In [1]:
import numpy as np

###  Custom estimator

In [2]:
from sklearn.base import BaseEstimator, ClassifierMixin
from sklearn.utils.validation import check_X_y, check_array, check_is_fitted

from sklearn.mixture import GaussianMixture
from scipy.stats import multivariate_normal

In [3]:
class GaussianMixtureDiscriminantAnalysis(BaseEstimator, ClassifierMixin):
    def __init__(self, n_cmp = (2,2) , tol=1e-4 , max_iter=100 ):
        super().__init__()
        self.n_cmp = n_cmp
        self.tol = tol
        self.max_iter = max_iter

    def fit(self, X, y):
        self.X_, self.y_ = check_X_y(X, y)
        self.cls_ = [GaussianMixture(n_components=n_cmp, tol=self.tol, max_iter=self.max_iter) for n_cmp in self.n_cmp]
    
        for l, cmp in enumerate(self.cls_):
                cmp.fit(self.X_[self.y_==l])
        
        self.means_ = [cmp.means_ for cmp in self.cls_]
        self.covs_  = [cmp.covariances_ for cmp in self.cls_]
        self.pdfs_ = [[multivariate_normal(cmp.means_[i], cmp.covariances_[i]).pdf for i in range(cmp.n_components)] for cmp in self.cls_]
        
        return self  
    
    def predict_proba(self, X):
        check_is_fitted(self)
        p = np.zeros((len(X),2) )
        for k,cmp in enumerate(self.cls_):
            for i in range(cmp.n_components):
                p[:,k]+= cmp.weights_[i]*self.pdfs_[k][i](X)
           
        return p[:,1]/(p.sum(1))
        
    def predict(self, X):
        X = check_array(X)
        return (self.predict_proba(X)>0.5).astype('int64')
    

In [4]:
from sklearn.model_selection import train_test_split

In [5]:
half_circles = np.loadtxt('half_circles.txt')
hc_train, hc_test = train_test_split(half_circles, test_size=0.25, stratify=half_circles[:,2])

In [6]:
hc_train_labels = hc_train[:,2].astype('int32')
hc_train_data   = hc_train[:,:2]

In [7]:
hc_test_labels = hc_test[:,2].astype('int32')
hc_test_data   = hc_test[:,:2]

In [8]:
gmd = GaussianMixtureDiscriminantAnalysis(n_cmp=(2,2))

In [9]:
gmd.fit(hc_train_data, hc_train_labels)

GaussianMixtureDiscriminantAnalysis()

In [10]:
gmd.score(hc_train_data, hc_train_labels)

0.996

In [11]:
gmd.score(hc_test_data, hc_test_labels)

0.984

In [12]:
from sklearn.model_selection import GridSearchCV

In [13]:
param_grid = {'n_cmp': [[1,1],(2,2),(3,3), (4,4), (5,5)]}

In [14]:
grid_search = GridSearchCV(GaussianMixtureDiscriminantAnalysis(), 
                           param_grid=param_grid, n_jobs=6, cv=5, scoring='accuracy')

In [15]:
%%time
grid_search.fit(hc_train_data, hc_train_labels)

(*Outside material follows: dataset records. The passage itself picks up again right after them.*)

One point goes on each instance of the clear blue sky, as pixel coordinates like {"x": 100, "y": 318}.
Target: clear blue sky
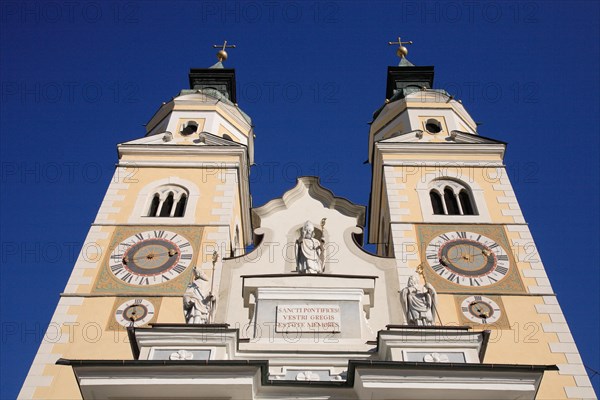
{"x": 79, "y": 77}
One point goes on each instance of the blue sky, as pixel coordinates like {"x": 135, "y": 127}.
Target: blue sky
{"x": 79, "y": 77}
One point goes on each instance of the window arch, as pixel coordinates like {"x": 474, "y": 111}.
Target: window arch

CPU times: user 246 ms, sys: 62.2 ms, total: 308 ms
Wall time: 1.06 s


GridSearchCV(cv=5, estimator=GaussianMixtureDiscriminantAnalysis(), n_jobs=6,
             param_grid={'n_cmp': [[1, 1], (2, 2), (3, 3), (4, 4), (5, 5)]},
             scoring='accuracy')

In [16]:
import pandas as pd

In [17]:
pd.DataFrame(grid_search.cv_results_).sort_values(by='rank_test_score')[['param_n_cmp','mean_test_score']]

Unnamed: 0,param_n_cmp,mean_test_score
2,"(3, 3)",0.997333
3,"(4, 4)",0.996
1,"(2, 2)",0.996
4,"(5, 5)",0.992
0,"[1, 1]",0.818667


In [18]:
grid_search.best_estimator_.score(hc_test_data, hc_test_labels)

0.996

In [19]:
from sklearn.model_selection import RandomizedSearchCV
from scipy.stats import randint

In [20]:
class random_pairs:
    def __init__(self,high1=2, high2=2):
        self.high1_ = high1
        self.high2_ = high2
    
    def rvs(self, size=1, random_state=None):
        r1 = randint(1,self.high1_).rvs(size=size, random_state=random_state)
        r2 = randint(1,self.high2_).rvs(size=size, random_state=None)
        if size>1:
            return list(zip(r1,r2))
        else:
            return r1[0], r2[0]
        

In [21]:
randomized_search = RandomizedSearchCV(GaussianMixtureDiscriminantAnalysis(max_iter=500), {'n_cmp': random_pairs(7,7)},n_iter=10, cv=5)

In [22]:
randomized_search.fit(hc_train_data, hc_train_labels);

In [23]:
pd.DataFrame(randomized_search.cv_results_).sort_values(['mean_test_score'], ascending=False)[['param_n_cmp','mean_test_score']]

Unnamed: 0,param_n_cmp,mean_test_score
0,"(2, 3)",0.993333
4,"(6, 6)",0.993333
8,"(6, 2)",0.993333
5,"(2, 6)",0.990667
9,"(2, 6)",0.990667
2,"(2, 5)",0.989333
3,"(4, 1)",0.966667
1,"(3, 1)",0.96
7,"(1, 2)",0.946667
6,"(1, 1)",0.818667